02.12.2020, 12:39

Mehmet Cengiz: Bu Talan, Küçük Talan!

Mehmet Cengiz, verdiği sözü yutuyor; sözünü hatırlatmaya gerek var mı?

Yandaş tefeci bezirgânların bayraktarlarından Mehmet Cengiz’in başında bulunduğu Cengiz Holding, 27.11.2020’de FOX TV’nin akşam haberlerinin başlamasından önce düzeltme metni yayınlattı. Özetle şunlar yazılıydı; "FOX TV’nin 15 Eylül 2020 tarihindeki haberinde, Cengiz Holding’e ait olan Halilağa Bakır Madeni’nde kesilecek ağaç sayısını yanlış söylenmiştir. 3-3,5 milyon ağaç kesileceği bilgisi verilmesine rağmen gerçekte kesilecek ağaç sayısı 134,524’tür ve bu ağaçlar toplam 15 yıl içerisinde kesilecektir. Proje için önemli üniversitelerin bilimsel raporları esas alınmıştır ve proje kapsamında hazırlık sürecinde 2000 kişi, işletme süresinde 1000 kişi istihdam edilecektir."

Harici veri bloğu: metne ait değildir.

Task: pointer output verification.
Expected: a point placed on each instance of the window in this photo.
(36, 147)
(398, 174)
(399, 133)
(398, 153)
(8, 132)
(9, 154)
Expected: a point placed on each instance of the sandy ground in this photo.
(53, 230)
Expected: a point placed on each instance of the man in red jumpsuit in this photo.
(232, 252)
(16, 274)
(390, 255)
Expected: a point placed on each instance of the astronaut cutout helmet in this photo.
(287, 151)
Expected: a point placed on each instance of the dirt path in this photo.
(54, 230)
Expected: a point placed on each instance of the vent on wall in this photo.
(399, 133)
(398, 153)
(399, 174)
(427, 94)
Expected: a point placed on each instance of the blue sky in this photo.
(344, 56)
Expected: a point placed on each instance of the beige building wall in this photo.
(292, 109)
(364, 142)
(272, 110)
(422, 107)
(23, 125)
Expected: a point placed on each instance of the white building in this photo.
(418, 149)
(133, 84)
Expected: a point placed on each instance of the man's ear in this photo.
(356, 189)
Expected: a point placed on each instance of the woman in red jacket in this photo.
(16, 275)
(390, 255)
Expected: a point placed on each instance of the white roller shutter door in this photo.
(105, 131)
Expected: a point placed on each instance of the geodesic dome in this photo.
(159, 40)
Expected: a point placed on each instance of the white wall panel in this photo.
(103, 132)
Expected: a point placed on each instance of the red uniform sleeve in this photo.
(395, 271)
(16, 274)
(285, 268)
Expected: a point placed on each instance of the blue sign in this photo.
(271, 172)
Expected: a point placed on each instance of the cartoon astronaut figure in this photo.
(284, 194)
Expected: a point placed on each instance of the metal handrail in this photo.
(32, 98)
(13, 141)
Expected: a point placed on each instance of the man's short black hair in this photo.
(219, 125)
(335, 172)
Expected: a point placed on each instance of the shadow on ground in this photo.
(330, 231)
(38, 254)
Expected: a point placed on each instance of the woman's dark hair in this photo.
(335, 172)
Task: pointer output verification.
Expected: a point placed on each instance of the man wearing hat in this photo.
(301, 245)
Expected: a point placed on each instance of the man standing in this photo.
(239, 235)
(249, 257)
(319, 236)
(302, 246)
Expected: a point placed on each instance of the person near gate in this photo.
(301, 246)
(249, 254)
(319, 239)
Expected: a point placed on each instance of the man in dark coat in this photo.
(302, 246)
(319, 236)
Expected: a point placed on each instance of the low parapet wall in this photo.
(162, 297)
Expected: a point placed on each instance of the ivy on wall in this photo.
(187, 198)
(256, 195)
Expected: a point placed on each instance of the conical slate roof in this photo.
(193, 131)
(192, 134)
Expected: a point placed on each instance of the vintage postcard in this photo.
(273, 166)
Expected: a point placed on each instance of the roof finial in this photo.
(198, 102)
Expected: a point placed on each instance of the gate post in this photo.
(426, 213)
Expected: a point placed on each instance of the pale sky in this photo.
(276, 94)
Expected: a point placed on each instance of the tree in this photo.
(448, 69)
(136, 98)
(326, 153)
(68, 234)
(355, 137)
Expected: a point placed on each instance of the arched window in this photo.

Yani daha da kabaca söylersek, "Fazla bir ağaç kesmiyoruz yahu. Altı üstü 134,000 küsur. Ayrıca 3000 kişi de bir süreliğine işsizlikten kurtarılacak."

"İsçileri çalıştıracaklar. İş verecekler. Daha ne istiyorsunuz? diyen olacak olursa, Dünya’daki işsizlik seviyesi uçuşunun kaynağının, Mustafa Cengiz gibi sermayedarların parmağındaki liberalizm, sermaye birikimi ve kâr hırsı olduğunu söyleyelim. Reel sosyalizm dönemi işsizlik seviyesi, ortalama %1-2 arasındaydı (1). Batı bloğu da bu gerçek sayesinde, işçi nüfusun Sovyet sempatisini dizginlemek için işine gelen rakamlardan çok daha fazla işçi çalıştırıyordu. Sovyetlerin dağılmasıyla Batı bloğu ülkelerindeki istihdamın iyice düşmeye başlaması yakın zamanlara denk gelir ve bağlantılıdır.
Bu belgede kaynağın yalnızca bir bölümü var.